Tartiflette is a very hearty and filling dish which consists of pre cooked slices of potato, which are layered alternately with slices of Reblochon cheese, and then baked in the oven. The potato slices will become softer as the cheese is melted round them in the oven. You will need twice as much potato by weight as cheese. You can add onion (which I would soften first like the potato) and small pieces of bacon (either the prepacked sort called “lardons” or poitrine fume, which I referred to before).
I saw a whole cauldron of it once at Le Mans 24hrs. 4 feet x 2 feet deep. No bacon, just volume !
Chocolate fondant (=melting chocolate) would go well with Tartiflette. It is usually sold by boulangeries, as a kind of cupcake in little white paper cases. The outside is cake-like and the inside is liquid chocolate. You should heat the Chocolate fondants in the oven or the microwave, and serve it with crème Anglaise (= custard). The brand that we see most often is called “Babette” and is yellow and sweet like English custard, but unlike English custard its made with real eggs.

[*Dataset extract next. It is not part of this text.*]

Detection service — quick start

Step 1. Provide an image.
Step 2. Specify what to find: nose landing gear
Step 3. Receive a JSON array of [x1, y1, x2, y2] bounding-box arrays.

With such robust accompaniments anything goes – red wine, or white, or beer. If you like Kir white wine sweetened with a little Cassis (the blackcurrant liqueur) that would go well too, and maintains the commercial link that I mentioned above in connection with the Tartiflette: Kir is named after Felix Kir, the mayor of Dijon who promoted this mixture to boost the sales of burgundy white wine in the poor years after 1945.